Pope on World Literacy Day: 'May education unite us'
By Francesca Merlo
Addressing the Director-General of UNESCO, Audrey Azoulay, on the occasion of International Literacy Day, celebrated on Thursday, Cardinal Pietro Parolin, on behalf of Pope Francis, wished "the reflections and work of this day every success, so that they bear good fruit for an effective and lasting transformation of literacy learning spaces."
A metamorphosis
The Cardinal Secretary of State noted that the Pope speaks of our world going through a cultural and anthropological metamorphosis, as it is always generating new languages and rejecting, without discernment, the paradigms offered to us by history.
"Every change requires an educational pathway that involves everyone," noted the Cardinal. "This is why it is necessary to build an 'education village' in which we share, in diversity, the commitment to create a network of human and open relationships," he added.
A humane education
Pope Francis fervently hopes for an education and literacy "whose main objective is to build a world on a human scale, the primordial and fundamental subject of education, who must be considered in his material, cultural and spiritual aspirations, as well as in his relationship with others, with the community, with nature and with his living environment," said the Cardinal.
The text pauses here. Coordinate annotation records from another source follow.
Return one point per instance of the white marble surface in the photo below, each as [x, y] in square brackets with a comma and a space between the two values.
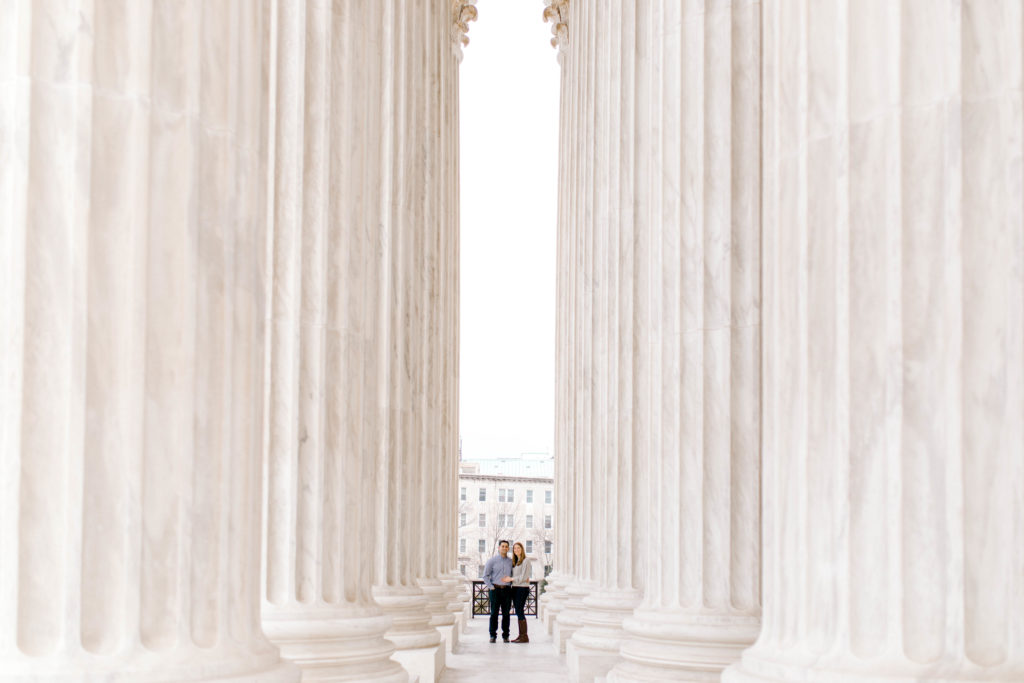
[894, 369]
[658, 345]
[131, 250]
[475, 659]
[363, 443]
[321, 453]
He went on to note that the Pope urges us to find a worldwide convergence with a view to an education "that brings about an alliance between all the components of the person: between study and life; between generations; between teachers, students, families and civil society, according to their intellectual, scientific, artistic, sporting, political, entrepreneurial and solidarity-based expressions."
This alliance, he added, "generates peace, justice and welcome among all the peoples of the human family, as well as dialogue between religions."
Education in a time of war and pandemic
Bringing the Holy Father's message to a close, the Cardinal Secretary of State noted that in this time of pandemic and war "educating is always an act of hope that invites us to share and to transform the sterile and paralysing logic of indifference into a logic capable of welcoming our common belonging."
Finally, he expressed the hope that "the reflections and efforts to transform literacy learning spaces may contribute to building a civilisation of harmony, unity, solidarity, brotherhood and lasting peace, the Holy Father invokes upon you, upon the member countries of UNESCO and upon the collaborators of the illustrious Organisation of which you are Director General, the Blessings of the Most High."